FIRESTONE — Voters in each of Firestone’s precincts had a clear message in response to a proposed temporary increase to sales tax: take a hike.
The 1 percent increase aimed at funding the town’s planned improvements for street and parks, received 45.78 percent (2,314 votes).
The town didn’t sway the 2,741 residents who voted no, despite exclusions for grocery purchases and projections that 70 cents on the dollar would come from customers outside of Firestone.
When the board of trustees decided in July to send the sales tax question to voters this year, Mayor Chad Auer described passage as necessary for the town.
Now, he wonders why voters passed on the measure, but he said the town staff did good work in trying to get the message out to the community.

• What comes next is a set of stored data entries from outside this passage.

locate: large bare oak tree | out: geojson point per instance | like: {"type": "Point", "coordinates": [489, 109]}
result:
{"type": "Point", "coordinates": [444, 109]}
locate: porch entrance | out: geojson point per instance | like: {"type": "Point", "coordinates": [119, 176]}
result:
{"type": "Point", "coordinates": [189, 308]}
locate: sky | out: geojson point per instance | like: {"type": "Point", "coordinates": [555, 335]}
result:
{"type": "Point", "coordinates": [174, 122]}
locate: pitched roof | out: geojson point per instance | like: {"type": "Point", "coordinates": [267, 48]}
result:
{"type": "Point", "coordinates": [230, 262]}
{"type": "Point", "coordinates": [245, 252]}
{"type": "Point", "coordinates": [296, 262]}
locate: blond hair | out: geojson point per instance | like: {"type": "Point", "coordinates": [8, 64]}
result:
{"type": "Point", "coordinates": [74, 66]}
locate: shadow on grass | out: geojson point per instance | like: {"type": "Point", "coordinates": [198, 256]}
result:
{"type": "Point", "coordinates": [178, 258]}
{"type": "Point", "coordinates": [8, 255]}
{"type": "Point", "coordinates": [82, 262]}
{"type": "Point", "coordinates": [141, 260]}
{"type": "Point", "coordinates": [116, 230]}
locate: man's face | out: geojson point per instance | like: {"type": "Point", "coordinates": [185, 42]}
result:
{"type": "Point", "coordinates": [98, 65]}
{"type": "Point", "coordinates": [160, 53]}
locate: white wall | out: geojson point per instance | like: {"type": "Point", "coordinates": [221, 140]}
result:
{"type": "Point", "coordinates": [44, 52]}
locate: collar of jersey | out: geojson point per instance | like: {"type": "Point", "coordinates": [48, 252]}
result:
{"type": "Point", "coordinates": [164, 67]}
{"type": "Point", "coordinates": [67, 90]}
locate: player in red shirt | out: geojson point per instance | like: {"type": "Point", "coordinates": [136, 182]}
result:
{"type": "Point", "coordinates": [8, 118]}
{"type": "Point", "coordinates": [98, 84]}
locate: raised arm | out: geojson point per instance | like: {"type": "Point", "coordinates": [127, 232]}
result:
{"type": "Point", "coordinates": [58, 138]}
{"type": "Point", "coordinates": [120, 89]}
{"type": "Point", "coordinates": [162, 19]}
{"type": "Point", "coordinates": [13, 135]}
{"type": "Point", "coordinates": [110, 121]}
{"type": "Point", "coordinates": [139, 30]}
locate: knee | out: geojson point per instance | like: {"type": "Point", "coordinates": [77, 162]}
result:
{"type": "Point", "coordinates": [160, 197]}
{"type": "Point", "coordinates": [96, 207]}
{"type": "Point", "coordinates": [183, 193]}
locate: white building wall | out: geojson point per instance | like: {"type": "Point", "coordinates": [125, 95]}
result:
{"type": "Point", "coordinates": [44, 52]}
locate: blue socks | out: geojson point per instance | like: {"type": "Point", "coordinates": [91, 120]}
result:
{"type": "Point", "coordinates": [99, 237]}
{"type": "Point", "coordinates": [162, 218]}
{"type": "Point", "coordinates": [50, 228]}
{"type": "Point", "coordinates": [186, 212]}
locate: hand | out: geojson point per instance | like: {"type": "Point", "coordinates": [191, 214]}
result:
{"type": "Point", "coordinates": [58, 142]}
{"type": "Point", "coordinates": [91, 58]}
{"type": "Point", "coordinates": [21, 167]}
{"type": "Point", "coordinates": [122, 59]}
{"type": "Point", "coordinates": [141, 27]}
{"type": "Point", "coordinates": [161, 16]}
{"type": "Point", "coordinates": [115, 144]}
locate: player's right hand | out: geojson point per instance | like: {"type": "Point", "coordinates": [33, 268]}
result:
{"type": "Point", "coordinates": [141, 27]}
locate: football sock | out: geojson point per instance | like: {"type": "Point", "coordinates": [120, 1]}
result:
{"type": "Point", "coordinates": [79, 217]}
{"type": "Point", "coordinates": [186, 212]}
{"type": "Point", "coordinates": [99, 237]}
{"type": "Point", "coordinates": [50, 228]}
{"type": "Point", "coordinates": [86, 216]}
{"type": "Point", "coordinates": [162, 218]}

“We were asking the question because we wanted feedback from the community,” Auer said. “Moving forward, we have a lot of projects that are not optional: improving our roads, maintaining our roads, snow removal, parks, trails, maintenance of the facilities we’ve been building. You know, maintenance isn’t an option.”
Firestone has one of the lowest sales tax rates in the regional community, Auer said, even with a 1-percent increase.
“So we asked the question, ‘Would you like us to boost the sales tax by 1 percent so we can start paying for the maintenance of these important things?’ And of course they said no,” Auer said.
Now the question, he said, turns to how to allocate what’s available.
“So what we’re going to have to do at this point, as a board, we’re looking at any and all options on how what cuts we need to make. Do we need to cut back on parks maintenance? Do we cut back on snow removal?” Auer said. “Everything’s on the table.”
It will be a long and difficult conversation, he said, one that started with a work session by the board of trustees last week.
“There’s a lot of different factors I think that played into the situation. I think certainly the national politics and the economy… and well, that’s probably good enough right there. Those were two important actors in it,” Auer said. “Also, I think there’s other factors that play into the situation. There’s an education piece that needs to happen.”
Auer said the growth in Firestone has been good for a long time, and he suspects some residents might forget the responsibility to maintenance for a growing town.
“As elected officials, there’s only so much we can do. There comes a time when, by law, we’re precluded from campaigning, so to speak,” Auer said. “Obviously, we can campaign and talk about the issues as private citizens, but at the same time, out of all the people who can weigh in on the issue, we’re the ones with the most restraint. The materials, the messaging, the talking points, the data, was great.”
In this area, he said the town’s job was far from done.
“I just think that we just need to continue to inform our citizens of the realities of what it means to be the fastest-growing communities in Colorado,” Auer said. “Another way to look at it is: buying the car is only the beginning of the responsibility that purchase entails. There’s ongoing maintenance, insurance — a bunch of costs occur long after you sign on the dotted line and purchase your new car.”